Stabilized free-space optical frequency transfer

TL;DR

This paper demonstrates actively stabilized free-space optical frequency transfer over 150 m and 600 m links, achieving high stability suitable for optical clock signals, with potential applications in satellite communication and fundamental physics tests.

Contribution

It presents the first active stabilization of optical frequency transfer over free-space links up to 600 m with high stability, addressing atmospheric turbulence effects.

Findings

Achieved fractional frequency stability of 8.9e-18 at 1 s over 600 m.

Stability improves to 1.3e-18 at 64 s integration time.

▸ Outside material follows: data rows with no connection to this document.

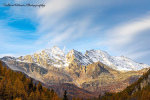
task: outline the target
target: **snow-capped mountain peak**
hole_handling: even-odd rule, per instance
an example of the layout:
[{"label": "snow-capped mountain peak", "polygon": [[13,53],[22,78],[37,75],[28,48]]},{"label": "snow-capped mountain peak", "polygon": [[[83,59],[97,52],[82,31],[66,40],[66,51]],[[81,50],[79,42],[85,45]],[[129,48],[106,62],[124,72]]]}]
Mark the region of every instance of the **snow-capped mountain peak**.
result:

Signal deep-fading limits transfer distance due to atmospheric turbulence.

Abstract

The transfer of high-precision optical frequency signals over free-space links, particularly between ground stations and satellites, will enable advances in fields ranging from coherent optical communications and satellite Doppler ranging to tests of General Relativity and fundamental physics. We present results for the actively stabilized coherent phase transfer of a 193 THz continuous wave optical frequency signal over horizontal free-space links 150 m and 600 m in length. Over the 600 m link we achieved a fractional frequency stability of 8.9e-18 at one second of integration time, improving to 1.3e-18 at an integration time of 64 s, suitable for transmission of optical atomic clock signals. The achievable transfer distance is limited by deep-fading of the transmitted signal due to atmospheric turbulence. We also estimate the expected additional degradation in stability performance for frequency transfer to Low Earth Orbit.